T’Val gestured forward. “Full speed.”

South Carolina broke away from her fight, diving with all speed toward the planet, racing to reach an intercept point before Thanget achieved his target. The Klingons harried the dreadnought, but Gar’evek shrugged them off, disruptors lancing at birds of prey like a man swatting flies. As they approached, Valaya and Markin spoke at once.

“We’re in weapons range!”

Gar’evek firing!”

And two volleys of torpedoes appeared on Jenner’s tactical display. The nearer, from South Carolina, streaked toward Gar’evek. The aim was perfect, and there was no way the dreadnought could maneuver to avoid them.

The second was from Gar’evek, and their target wasn’t the Starfleet ship. It was the planet below. Jenner heard a cry of rage and frustration and helplessness and despair. It would be days before he understood that it was his own.

The tower-city of Fortune’s Promise was hit by two of the Breen torpedoes.

Gar’evek is hit,” Markin said. “Hull breaches on multiple decks. She has gone to warp.”

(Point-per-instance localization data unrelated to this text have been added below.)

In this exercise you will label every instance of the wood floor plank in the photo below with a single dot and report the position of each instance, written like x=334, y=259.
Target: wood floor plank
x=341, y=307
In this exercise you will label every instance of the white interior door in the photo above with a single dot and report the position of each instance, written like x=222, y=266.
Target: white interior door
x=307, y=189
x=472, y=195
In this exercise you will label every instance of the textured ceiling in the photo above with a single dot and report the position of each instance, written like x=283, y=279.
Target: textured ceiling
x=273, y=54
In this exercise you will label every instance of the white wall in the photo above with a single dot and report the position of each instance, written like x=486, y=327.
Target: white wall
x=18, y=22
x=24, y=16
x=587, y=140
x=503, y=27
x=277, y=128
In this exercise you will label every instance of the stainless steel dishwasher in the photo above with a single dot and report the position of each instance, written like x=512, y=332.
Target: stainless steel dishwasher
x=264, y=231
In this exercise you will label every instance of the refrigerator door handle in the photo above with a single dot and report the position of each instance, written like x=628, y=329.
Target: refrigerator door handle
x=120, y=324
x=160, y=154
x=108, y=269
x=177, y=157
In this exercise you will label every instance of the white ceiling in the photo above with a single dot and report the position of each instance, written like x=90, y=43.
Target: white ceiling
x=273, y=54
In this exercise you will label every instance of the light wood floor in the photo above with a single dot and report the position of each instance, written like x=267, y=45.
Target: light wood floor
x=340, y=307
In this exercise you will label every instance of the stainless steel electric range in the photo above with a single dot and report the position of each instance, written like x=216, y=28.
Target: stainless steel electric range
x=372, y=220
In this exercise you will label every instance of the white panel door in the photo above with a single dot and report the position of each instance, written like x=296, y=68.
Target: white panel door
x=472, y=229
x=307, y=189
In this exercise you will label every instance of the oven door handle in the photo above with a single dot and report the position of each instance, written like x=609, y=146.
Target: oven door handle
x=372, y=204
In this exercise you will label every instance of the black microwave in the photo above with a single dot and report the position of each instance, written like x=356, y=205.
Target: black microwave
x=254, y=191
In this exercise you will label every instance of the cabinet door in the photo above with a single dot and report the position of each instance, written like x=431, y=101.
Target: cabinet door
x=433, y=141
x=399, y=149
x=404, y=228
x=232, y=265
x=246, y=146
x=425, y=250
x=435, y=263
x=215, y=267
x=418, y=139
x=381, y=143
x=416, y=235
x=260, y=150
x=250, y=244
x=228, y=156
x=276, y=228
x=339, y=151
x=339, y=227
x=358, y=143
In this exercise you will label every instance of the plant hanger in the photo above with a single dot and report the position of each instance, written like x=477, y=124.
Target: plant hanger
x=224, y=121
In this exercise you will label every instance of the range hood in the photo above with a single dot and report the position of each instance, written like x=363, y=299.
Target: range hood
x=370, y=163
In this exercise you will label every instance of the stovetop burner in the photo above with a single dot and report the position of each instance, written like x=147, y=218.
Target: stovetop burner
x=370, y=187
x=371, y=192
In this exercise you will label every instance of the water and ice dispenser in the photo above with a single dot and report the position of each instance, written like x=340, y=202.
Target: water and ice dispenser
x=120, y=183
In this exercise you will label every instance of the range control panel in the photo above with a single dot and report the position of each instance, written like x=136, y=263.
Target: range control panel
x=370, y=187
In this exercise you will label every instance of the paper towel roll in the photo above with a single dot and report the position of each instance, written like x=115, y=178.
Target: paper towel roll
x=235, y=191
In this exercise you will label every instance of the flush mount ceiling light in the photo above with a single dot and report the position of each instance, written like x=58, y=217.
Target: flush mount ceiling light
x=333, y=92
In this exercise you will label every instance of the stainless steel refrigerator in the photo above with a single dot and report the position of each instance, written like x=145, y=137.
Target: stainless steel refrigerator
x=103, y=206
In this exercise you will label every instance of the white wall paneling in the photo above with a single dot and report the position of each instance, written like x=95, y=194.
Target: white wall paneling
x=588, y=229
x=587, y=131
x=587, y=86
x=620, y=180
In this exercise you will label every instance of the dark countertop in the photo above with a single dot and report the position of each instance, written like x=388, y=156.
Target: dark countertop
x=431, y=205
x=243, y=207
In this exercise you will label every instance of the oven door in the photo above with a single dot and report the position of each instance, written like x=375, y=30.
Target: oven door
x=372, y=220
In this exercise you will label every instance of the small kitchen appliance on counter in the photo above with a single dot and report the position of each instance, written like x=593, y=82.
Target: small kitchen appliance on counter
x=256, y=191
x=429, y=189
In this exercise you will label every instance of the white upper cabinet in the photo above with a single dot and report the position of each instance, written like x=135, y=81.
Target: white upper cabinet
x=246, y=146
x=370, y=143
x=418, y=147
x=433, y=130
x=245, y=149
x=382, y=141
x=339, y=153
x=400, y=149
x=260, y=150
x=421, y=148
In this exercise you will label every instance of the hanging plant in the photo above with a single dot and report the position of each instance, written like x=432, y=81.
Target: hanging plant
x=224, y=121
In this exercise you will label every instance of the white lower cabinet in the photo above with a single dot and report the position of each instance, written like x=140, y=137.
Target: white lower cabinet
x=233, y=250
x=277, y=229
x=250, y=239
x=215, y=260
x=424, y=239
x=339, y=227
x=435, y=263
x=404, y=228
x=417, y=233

“The Dominion fleet is withdrawing,” Valaya said. “Klingons are in pursuit.”

Jenner spoke quietly. “Call them back.”

History on Earth would recall the Battle of T’ien as a victory for the Alliance. An entire sector held, significant Dominion reserves kept away from the Battle of Cardassia.

On T’ien, a year later, a monument was erected on the site of Fortune’s Promise, to remember the brave souls of Starfleet and the Klingon Empire and the Romulan Empire who had fought and died to keep that world safe, and the five hundred million civilians dead in one horrible moment.